Choosing the Right Tent:
Features to consider when determining what sort of tent you need include weight, space and season. Tents are usually made for backpacking or car camping. Because backpacking tents will be carried, they are lighter and more compact than tents that will be stowed in the back of the car and set up in a front-country campsite. Furthermore, when choosing a tent, consider how many people and how much equipment need to be in that tent at any one time. Generally, a two person tent will accommodate one person and their gear and a three person tent will be a snug fit for two people sleeping people with their gear. Lastly, the season for which the tent is made is an important factor when deciding which tent is right for you to purchase. Four season tents are made for winter weather and long expeditions. Windows and doors have extra zippers and fabric and poles are made stronger to withstand the conditions. Vestibules on four season tents have poles and are larger than a three season tent to give you space to inhabit when it is storming outside. Three season tents are made to be used in spring, summer and fall. Often, mesh panels are exposed for ventilation in warmer weather and vestibules are smaller. Consider these features and select the tent that best suits your needs.
Always store your tent in a cool, dry place.
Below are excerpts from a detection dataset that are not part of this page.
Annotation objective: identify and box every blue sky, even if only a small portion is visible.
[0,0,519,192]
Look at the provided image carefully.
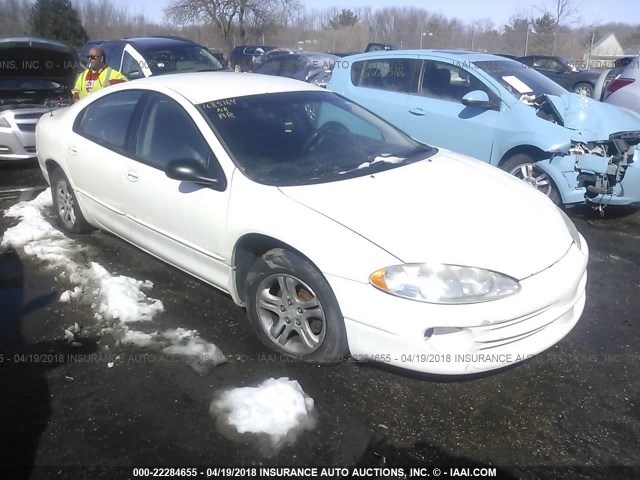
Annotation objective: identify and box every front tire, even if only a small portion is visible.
[49,168,92,233]
[500,153,561,205]
[247,248,349,363]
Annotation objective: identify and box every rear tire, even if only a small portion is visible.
[247,248,349,363]
[49,168,93,233]
[500,153,561,205]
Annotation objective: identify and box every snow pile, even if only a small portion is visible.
[209,377,317,456]
[0,189,226,373]
[87,262,164,323]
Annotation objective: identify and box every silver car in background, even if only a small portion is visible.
[0,37,79,161]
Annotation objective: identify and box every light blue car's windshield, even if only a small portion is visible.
[198,91,436,186]
[473,59,569,100]
[142,45,224,75]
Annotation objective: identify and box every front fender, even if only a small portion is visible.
[536,154,586,205]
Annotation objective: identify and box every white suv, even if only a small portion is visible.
[602,57,640,113]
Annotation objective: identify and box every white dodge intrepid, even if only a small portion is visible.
[36,72,588,374]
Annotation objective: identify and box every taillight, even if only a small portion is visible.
[607,78,636,94]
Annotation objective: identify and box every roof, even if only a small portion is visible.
[109,71,326,104]
[344,49,509,62]
[0,36,75,52]
[103,36,199,48]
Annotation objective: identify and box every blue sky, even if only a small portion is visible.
[130,0,640,26]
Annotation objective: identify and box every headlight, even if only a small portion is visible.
[558,207,582,250]
[369,263,520,304]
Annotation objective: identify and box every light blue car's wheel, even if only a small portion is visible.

It is a good idea to roll or stuff your tent a different way every time you pack it so you will not create creases in one spot. We recommend folding the tent in thirds, draping the rain-fly over the folded body, rolling the tent poles in the fabric and putting it in its stuff sack. At any time, stuffed or set up, exposure to the sun and excessive heat will damage the fabric coatings on your tent and moisture will promote damaging mildew. If mildew does form, immediately wash your tent to stop further growth of the fungus. Use a mixture of one-cup of salt, one-cup of lemon juice and one-gallon of hot water, rub it into the mildew and allow your tent to dry. Always make sure your tent is clean and free of debris, especially zippers and poles, so dirt does not guck up the mechanisms and keep them from working properly. If you get sap or pitch on your tent, freeze the tent and pick off the pitch with duct tape rolled back on itself or rub mineral oil on the sap to get it off. In general, clean your tent with cleaners specifically made to clean tents or wipe it with a sponge and water. Be sure to let it dry completely before storing. Do not dry clean, machine wash or tumble dry your tent. These actions will damage your tent. Also, avoid any kind of flame inside your tent or fly, including candles and stoves. Proper care of your tent will extend its life and your tent will serve you better.